Il termine «shoah» significa «sterminio» mentre «olocausto» porta in sé il significato di sacrificio,

di offerta di una vittima compiuta per riscattare una colpa: l’uso dell’uno piuttosto che dell’altro

implica un diverso modo di considerare il fatto storico. La comunità ebraica preferisce il termine

shoah.

L’importanza della testimonianza è motivo ricorrente di tutti gli scritti sulla shoah, nonostante la

difficoltà di esprimersi dei sopravvissuti, di cui molti hanno cominciato a comunicare l’esperienza

vissuta solo dopo lunghi anni, convinti che la memoria debba essere tenuta viva per evitare che una

tragedia così immane si possa ripetere.

Il dovere della testimonianza è la molla che ha spinto Primo Levi a scrivere Se questo è un uomo,

subito dopo la liberazione da Auschwitz. Questa esigenza è un filo costante della sua produzione,

fino ai saggi de I sommersi e i salvati, in cui smentisce i negazionisti, ovvero coloro che negano la

verità storica dello sterminio avvenuto nei lager.

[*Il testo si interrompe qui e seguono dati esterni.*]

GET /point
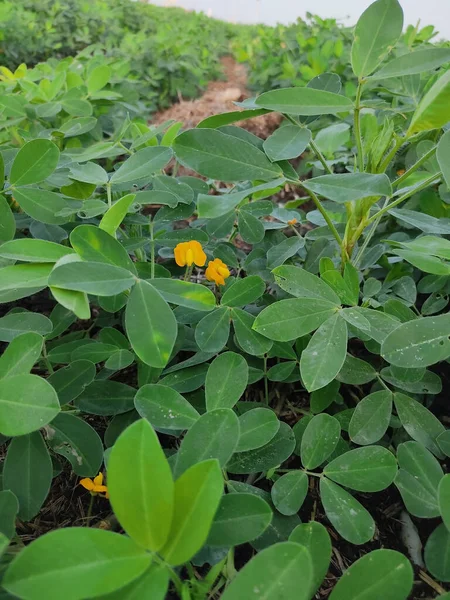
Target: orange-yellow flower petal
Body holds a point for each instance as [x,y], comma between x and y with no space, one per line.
[87,484]
[98,480]
[217,271]
[199,254]
[189,253]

Allo scopo di raccogliere le testimonianze dei superstiti, il cui numero si va inevitabilmente

assottigliando, è nata anche la Survivors if the Shoah Visual History Fondation, su iniziativa di

Steven Spielberg, che raccoglie documentazione filmata dei ricordi degli ex deportati e di altri

testimoni, secondo un rigido protocollo che garantisce l’autenticità delle fonti e delle registrazioni.

Oltre alle opere di Levi esistono diversi testi di grande rilievo sia italiani che stranieri, come La

notte di Eli Wiesel, Intellettuale ad Auschwitz di Paul Améry ecc.

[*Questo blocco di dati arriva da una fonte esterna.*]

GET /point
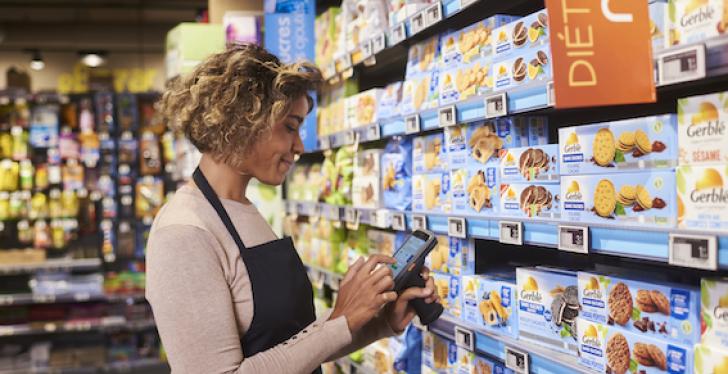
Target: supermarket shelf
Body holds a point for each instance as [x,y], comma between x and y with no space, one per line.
[28,299]
[106,324]
[542,360]
[53,264]
[646,243]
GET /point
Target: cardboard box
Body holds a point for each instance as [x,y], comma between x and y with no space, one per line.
[609,349]
[540,294]
[637,199]
[660,311]
[696,21]
[703,129]
[530,200]
[429,153]
[710,359]
[531,164]
[490,304]
[702,197]
[714,312]
[526,33]
[527,67]
[431,193]
[632,144]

In un capitolo del romanzo di Joseph Roth Tarabas si racconta un pogrom antisemita, scoppio

d’ira contro gli ebrei verificatosi più volte nell’Europa orientale e in Russia nel corso dei secoli,

manifestazione del pregiudizio e del fanatismo diffusi nei ceti popolari. Non paragonabile alla

shoah, questa persecuzione ne costituisce l’antecedente.

Per quanto riguarda la parte storica si possono esaminare le teorie razziste, l’antisemitismo, le

leggi razziali varate dal nazismo e dal fascismo, l’organizzazione dello sterminio sotto il Terzo

Reich, che, insieme agli ebrei, ha colpito malati di mente, omosessuali, disabili, zingari, politici

ecc.

La testimonianza di Primo Levi: Se questo è un uomo (1958)

«Soccombere è la cosa più semplice: basta eseguire tutti gli ordini che si ricevono, non

mangiare che la razione, attenersi alla disciplina del lavoro e del campo. L’esperienza

ha dimostrato che solo eccezionalmente si può in questo modo durare più di tre mesi.

Tutti i mussulmani che vanno in gas hanno la stessa storia, per meglio dire, non hanno

storia; hanno seguito il pendio fino al fondo, naturalmente, come i ruscelli che vanno al

mare. Entrati in campo, per loro essenziale incapacità, o per sventura, o per un qualsiasi

banale incidente, sono stati sopraffatti prima di aver potuto adeguarsi; sono battuti sul

tempo, non cominciano a imparare il tedesco e a discernere qualcosa nell’infernale

groviglio di leggi e di divieti, che quando il loro corpo è già in sfacelo, e nulla li

potrebbe più salvare dalla selezione o dalla morte per deperimento. La loro vita è breve

ma il loro numero è sterminato. Sono loro, i Muselmanner, i sommersi, il nerbo del

campo; loro, la massa anonima, continuamente rinnovata e sempre identica, dei non-

uomini che marciano e faticano in silenzio, spenta in loro la scintilla divina, già troppo

vuoti per soffrire veramente. Si esita a chiamarli vivi: si esita a chiamar morte la loro

morte, davanti a cui essi non temono perché sono troppo stanchi per comprenderla. Essi

popolano la mia memoria della loro presenza senza volto, e se potessi racchiudere in

una immagine tutto il male del nostro tempo, sceglierei questa immagine, che mi è

familiare: un uomo scarno, dalla fronte china e dalle spalle curve, sul cui volto e nei cui

occhi non si possa leggere traccia di pensiero».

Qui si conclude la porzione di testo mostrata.